The story concludes with some pages of “Gary’s Facts” – a brief list of things that the Romans brought to Britain – including apples, baths, calendars, carrots, cats, cement, central heating, language, law and order, paved streets, peas, rabbits, stinging nettles, straight roads, turnips, and wine. Each item contains a humorous explanation.
The final page features “Felix’s awesome rock collection.” Throughout the book, Felix the antelope has been collecting rocks (beginning at Brighton, which has a famously stony beach).
Like its predecessor, Julius Zebra: Rumble with the Romans!, Julius Zebra: Bundle with the Britons! offers a comedic approach to the ancient world, using words and images, slapstick, puns, and gross-out humour.
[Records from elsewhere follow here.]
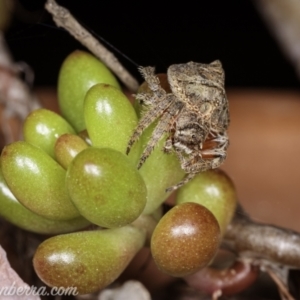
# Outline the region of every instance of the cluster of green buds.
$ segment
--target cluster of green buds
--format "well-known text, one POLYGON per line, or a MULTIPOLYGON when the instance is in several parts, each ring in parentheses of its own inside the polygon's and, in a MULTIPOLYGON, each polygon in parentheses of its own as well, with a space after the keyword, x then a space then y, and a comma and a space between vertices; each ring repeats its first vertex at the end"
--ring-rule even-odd
POLYGON ((61 115, 33 111, 24 141, 1 154, 0 215, 51 235, 33 259, 41 280, 91 293, 115 281, 142 247, 151 247, 158 268, 172 276, 209 264, 236 206, 226 174, 197 175, 163 214, 165 190, 184 172, 174 153, 164 153, 166 136, 137 170, 155 124, 125 154, 140 107, 111 72, 75 51, 61 67, 58 98, 61 115))

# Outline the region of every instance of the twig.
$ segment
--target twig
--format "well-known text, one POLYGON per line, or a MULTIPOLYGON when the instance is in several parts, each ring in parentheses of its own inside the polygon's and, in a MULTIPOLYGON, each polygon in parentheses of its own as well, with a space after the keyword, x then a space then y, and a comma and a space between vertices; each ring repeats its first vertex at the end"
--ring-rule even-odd
POLYGON ((110 51, 77 22, 66 8, 59 6, 55 0, 47 0, 45 8, 52 14, 53 20, 58 27, 66 29, 75 39, 102 60, 128 89, 133 92, 137 91, 139 84, 136 79, 121 65, 110 51))
POLYGON ((300 269, 299 233, 236 214, 225 233, 223 246, 267 272, 283 300, 294 299, 288 291, 288 272, 300 269))
POLYGON ((276 272, 274 272, 272 269, 270 269, 268 267, 265 267, 264 271, 269 274, 269 276, 272 278, 272 280, 277 285, 277 288, 279 290, 279 293, 280 293, 280 296, 281 296, 282 300, 295 300, 295 298, 288 291, 287 286, 277 276, 276 272))
POLYGON ((254 222, 243 210, 236 212, 228 226, 224 245, 245 258, 300 269, 300 233, 254 222))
Themes of friendship and comradeship pervade the story – Julius and his animal friends band together to help each other and to save the day, and the book as a whole plays with popular ideas about life in Roman Britain. The story of Boudicca (or Boadicea, as the Romans called her), who led a British uprising against the Romans in AD 60/61, is influential in this story: recounted by an elderly woman (who may be Boudicca herself). Julius Zebra, who functions as a kind of comedy Spartacus, takes on the mantle of both Boudicca and Spartacus, in his actions which help liberate the Britons, and lead him to carry on into new realms in later volumes.
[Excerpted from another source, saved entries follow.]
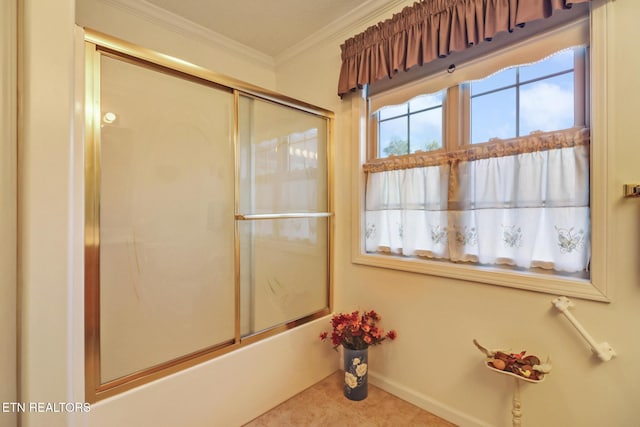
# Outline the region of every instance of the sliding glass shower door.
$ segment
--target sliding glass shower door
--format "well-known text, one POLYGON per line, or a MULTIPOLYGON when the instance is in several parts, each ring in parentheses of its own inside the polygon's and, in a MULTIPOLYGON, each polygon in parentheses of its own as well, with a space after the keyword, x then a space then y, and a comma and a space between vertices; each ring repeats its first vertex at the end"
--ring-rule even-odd
POLYGON ((332 113, 85 47, 87 401, 328 314, 332 113))
POLYGON ((327 120, 270 101, 239 103, 242 335, 327 307, 327 120))
POLYGON ((231 91, 109 56, 100 72, 104 382, 233 342, 235 172, 231 91))

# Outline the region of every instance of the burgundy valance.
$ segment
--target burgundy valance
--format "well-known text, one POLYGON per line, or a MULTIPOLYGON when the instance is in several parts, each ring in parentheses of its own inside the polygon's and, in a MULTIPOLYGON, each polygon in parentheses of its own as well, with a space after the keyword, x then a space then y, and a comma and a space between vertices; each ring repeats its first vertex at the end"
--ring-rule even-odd
POLYGON ((341 46, 338 95, 590 0, 422 0, 341 46))

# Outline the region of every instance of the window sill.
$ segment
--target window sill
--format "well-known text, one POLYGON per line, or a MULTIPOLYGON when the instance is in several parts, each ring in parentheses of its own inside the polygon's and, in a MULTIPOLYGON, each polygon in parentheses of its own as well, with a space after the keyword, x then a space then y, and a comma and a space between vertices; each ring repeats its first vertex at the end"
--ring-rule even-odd
POLYGON ((354 254, 352 262, 359 265, 407 271, 428 276, 610 302, 609 298, 597 289, 590 280, 576 277, 370 253, 354 254))

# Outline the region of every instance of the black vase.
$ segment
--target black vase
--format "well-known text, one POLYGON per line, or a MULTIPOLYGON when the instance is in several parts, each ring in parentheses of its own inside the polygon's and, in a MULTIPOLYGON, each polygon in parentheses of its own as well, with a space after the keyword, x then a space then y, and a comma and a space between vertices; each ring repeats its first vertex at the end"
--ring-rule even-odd
POLYGON ((344 395, 350 400, 367 398, 369 377, 369 349, 343 348, 344 395))

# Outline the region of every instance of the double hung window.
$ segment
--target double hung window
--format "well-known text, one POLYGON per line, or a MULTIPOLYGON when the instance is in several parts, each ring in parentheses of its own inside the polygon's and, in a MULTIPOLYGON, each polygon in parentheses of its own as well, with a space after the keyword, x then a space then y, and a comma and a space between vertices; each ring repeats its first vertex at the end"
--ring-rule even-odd
POLYGON ((370 93, 364 252, 589 279, 588 57, 583 19, 370 93))

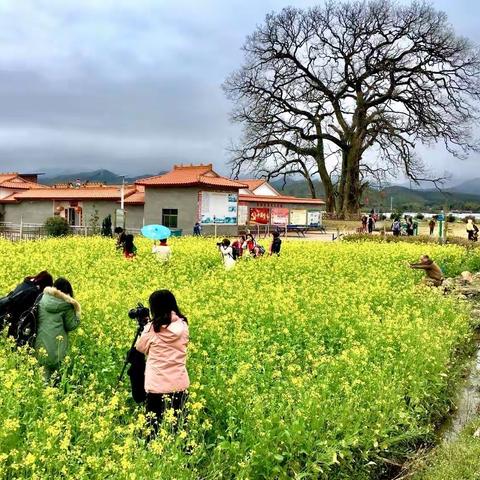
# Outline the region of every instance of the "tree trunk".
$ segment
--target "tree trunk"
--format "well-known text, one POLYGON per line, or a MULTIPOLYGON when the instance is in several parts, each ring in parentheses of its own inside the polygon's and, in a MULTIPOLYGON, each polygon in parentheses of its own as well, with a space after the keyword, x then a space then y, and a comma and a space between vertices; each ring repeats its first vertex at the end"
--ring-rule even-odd
POLYGON ((342 162, 342 176, 340 189, 342 191, 341 214, 347 217, 360 211, 360 198, 362 187, 360 184, 360 161, 362 158, 360 148, 352 146, 344 155, 342 162))
MULTIPOLYGON (((322 124, 320 121, 315 124, 317 135, 320 137, 322 134, 322 124)), ((323 148, 323 139, 319 138, 317 140, 317 152, 315 154, 315 162, 317 164, 318 174, 320 175, 320 180, 322 181, 323 188, 325 190, 325 208, 328 213, 334 213, 336 211, 335 205, 335 188, 333 187, 332 178, 327 171, 325 165, 325 150, 323 148)))

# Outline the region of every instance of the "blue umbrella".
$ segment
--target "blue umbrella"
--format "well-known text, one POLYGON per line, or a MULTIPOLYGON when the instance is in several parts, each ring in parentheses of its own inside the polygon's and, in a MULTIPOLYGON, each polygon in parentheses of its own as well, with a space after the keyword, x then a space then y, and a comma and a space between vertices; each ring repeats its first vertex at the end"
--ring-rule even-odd
POLYGON ((171 230, 163 225, 145 225, 140 231, 150 240, 165 240, 172 234, 171 230))

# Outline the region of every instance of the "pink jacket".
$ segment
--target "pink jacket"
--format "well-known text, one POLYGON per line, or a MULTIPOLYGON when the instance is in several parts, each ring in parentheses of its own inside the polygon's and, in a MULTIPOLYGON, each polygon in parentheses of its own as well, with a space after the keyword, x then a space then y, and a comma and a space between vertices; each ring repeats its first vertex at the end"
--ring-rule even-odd
POLYGON ((157 333, 147 323, 135 348, 147 355, 145 391, 171 393, 186 390, 190 385, 187 368, 188 324, 172 312, 172 323, 157 333))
Northfield’s fictional world involves animal and human characters, with the humans largely functioning as the ruling/free classes, and the animals as the enslaved. Though mainly exploited for comic effect, this depiction offers a stark critique of slavery, and also of the treatment of animals. For the most part, animals side with one another to overcome the wickedness and folly of humans (or Romans).
Blank, Trevor J., “Cheeky Behavior: The Meaning and Function of ‘Fartlore’ in Childhood and Adolescence”, Children’s Folklore Review 32 (2010): 61–86.
Keen, Tony, “‘Wulf the Briton’: Resisting Rome in a 1950s British Boys’ Adventure Strip” in Lisa Maurice, ed., The Reception of Ancient Greece and Rome in Children’s Literature: Heroes and Eagles, Leiden: Brill, 2015, 280–290.
McKenzie, John, "Bums, Poos and Wees: Carnivalesque Spaces in the Picture Books of Early Childhood. Or, Has Literature Gone to the Dogs?", English Teaching: Practice and Critique 4.1, 5 (2005): 81–94.
Späth, Thomas and Margrit Tröhler, “Muscles and Morals: Spartacus, Ancient Hero of Modern Times” in Almut-Barbara Renger and Jon Solomon, eds., Ancient Worlds in Film and Television: Gender and Politics, Leiden, Boston: Brill, 2012, 41–63.